Son portefeuille dermo-cosmétique et personal care regroupe plusieurs marques internationales, parmi lesquelles Eau Thermale Avène, Ducray, Dexeryl, Klorane, A-Derma, René Furterer, Même Cosmetics et Elgydium. Son activité pharmaceutique couvre cinq domaines thérapeutiques : l’oncologie, la dermatologie, les maladies rares, les maladies chroniques et la santé familiale.
En 2025, les investissements en recherche et développement du groupe ont progressé de 14 % pour atteindre 250 millions d’euros, dont 67 % consacrés aux thérapies ciblées en oncologie.
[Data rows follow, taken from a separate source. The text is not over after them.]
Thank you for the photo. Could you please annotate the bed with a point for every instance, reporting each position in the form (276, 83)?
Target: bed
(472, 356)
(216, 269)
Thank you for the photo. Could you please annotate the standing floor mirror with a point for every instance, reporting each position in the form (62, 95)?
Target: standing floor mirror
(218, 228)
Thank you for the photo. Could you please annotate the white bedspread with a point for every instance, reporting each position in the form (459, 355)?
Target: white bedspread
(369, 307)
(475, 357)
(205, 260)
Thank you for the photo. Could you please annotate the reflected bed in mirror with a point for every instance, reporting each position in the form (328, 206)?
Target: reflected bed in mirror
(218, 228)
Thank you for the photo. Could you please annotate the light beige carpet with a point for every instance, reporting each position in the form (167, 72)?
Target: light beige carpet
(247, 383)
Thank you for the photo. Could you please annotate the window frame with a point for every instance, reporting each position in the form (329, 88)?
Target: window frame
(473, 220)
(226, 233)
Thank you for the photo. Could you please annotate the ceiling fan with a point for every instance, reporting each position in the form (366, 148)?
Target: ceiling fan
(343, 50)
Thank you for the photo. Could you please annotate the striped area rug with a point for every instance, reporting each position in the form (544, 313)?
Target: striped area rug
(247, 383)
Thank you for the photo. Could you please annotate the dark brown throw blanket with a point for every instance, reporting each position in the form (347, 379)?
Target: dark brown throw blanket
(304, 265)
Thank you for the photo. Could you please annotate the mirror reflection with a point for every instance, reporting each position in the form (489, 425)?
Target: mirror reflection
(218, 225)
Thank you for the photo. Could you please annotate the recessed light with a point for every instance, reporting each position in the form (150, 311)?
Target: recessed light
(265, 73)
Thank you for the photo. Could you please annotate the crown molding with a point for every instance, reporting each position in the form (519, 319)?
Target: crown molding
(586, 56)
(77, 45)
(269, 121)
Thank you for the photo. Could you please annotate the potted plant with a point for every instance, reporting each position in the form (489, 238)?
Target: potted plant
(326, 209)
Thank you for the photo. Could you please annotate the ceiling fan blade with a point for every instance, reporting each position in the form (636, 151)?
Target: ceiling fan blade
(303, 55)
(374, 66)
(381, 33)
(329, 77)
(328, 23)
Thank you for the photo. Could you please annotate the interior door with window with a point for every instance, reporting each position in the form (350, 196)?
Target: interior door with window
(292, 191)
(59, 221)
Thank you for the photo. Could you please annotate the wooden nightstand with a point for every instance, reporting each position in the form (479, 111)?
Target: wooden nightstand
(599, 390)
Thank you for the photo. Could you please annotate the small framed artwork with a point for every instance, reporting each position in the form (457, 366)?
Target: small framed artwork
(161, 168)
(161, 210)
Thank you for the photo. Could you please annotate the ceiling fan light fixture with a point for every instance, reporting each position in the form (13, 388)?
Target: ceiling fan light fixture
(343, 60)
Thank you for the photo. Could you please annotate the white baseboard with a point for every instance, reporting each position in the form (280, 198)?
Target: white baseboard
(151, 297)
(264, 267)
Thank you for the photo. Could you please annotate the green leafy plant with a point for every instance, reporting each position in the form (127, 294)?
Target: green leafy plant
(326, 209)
Cette dynamique illustre la double identité de Pierre Fabre, à la fois acteur majeur de la dermo-cosmétique mondiale et laboratoire pharmaceutique engagé dans des domaines thérapeutiques stratégiques.
Un modèle capitalistique tourné vers le long terme
L’investissement d’Avène s’inscrit aussi dans le modèle singulier de gouvernance des Laboratoires Pierre Fabre. L’actionnaire majoritaire du groupe est la Fondation Pierre Fabre, qui détient 86,3 % du capital par l’intermédiaire de Pierre Fabre Participations. Les collaborateurs de l’entreprise constituent le deuxième actionnaire, avec près de 10 % du capital.
Cette structure capitalistique garantit l’indépendance du groupe et favorise une vision de long terme. Les dividendes versés à la Fondation Pierre Fabre contribuent au financement de 35 programmes d’accès à la santé déployés dans 22 pays parmi les moins avancés au monde.
Depuis 2023, la démarche RSE des Laboratoires Pierre Fabre est évaluée au niveau Exemplaire du label Engagé RSE d’AFNOR Certification, fondé sur la norme ISO 26000 du développement durable. L’investissement engagé à Avène vient prolonger cette trajectoire, en associant performance industrielle, modernisation des outils, ancrage territorial et réduction de l’empreinte environnementale.
Avec cette transformation, l’usine d’Avène change d’échelle sans rompre avec ce qui fait sa singularité : une production implantée au plus près de la source, des savoir-faire technologiques spécifiques et un lien fort entre industrie, territoire et marque. Pour Pierre Fabre, ce projet représente un jalon stratégique dans la croissance internationale d’Eau Thermale Avène, mais aussi un signal adressé à l’écosystème industriel régional : la montée en puissance de la dermo-cosmétique mondiale continuera de s’écrire depuis l’Occitanie.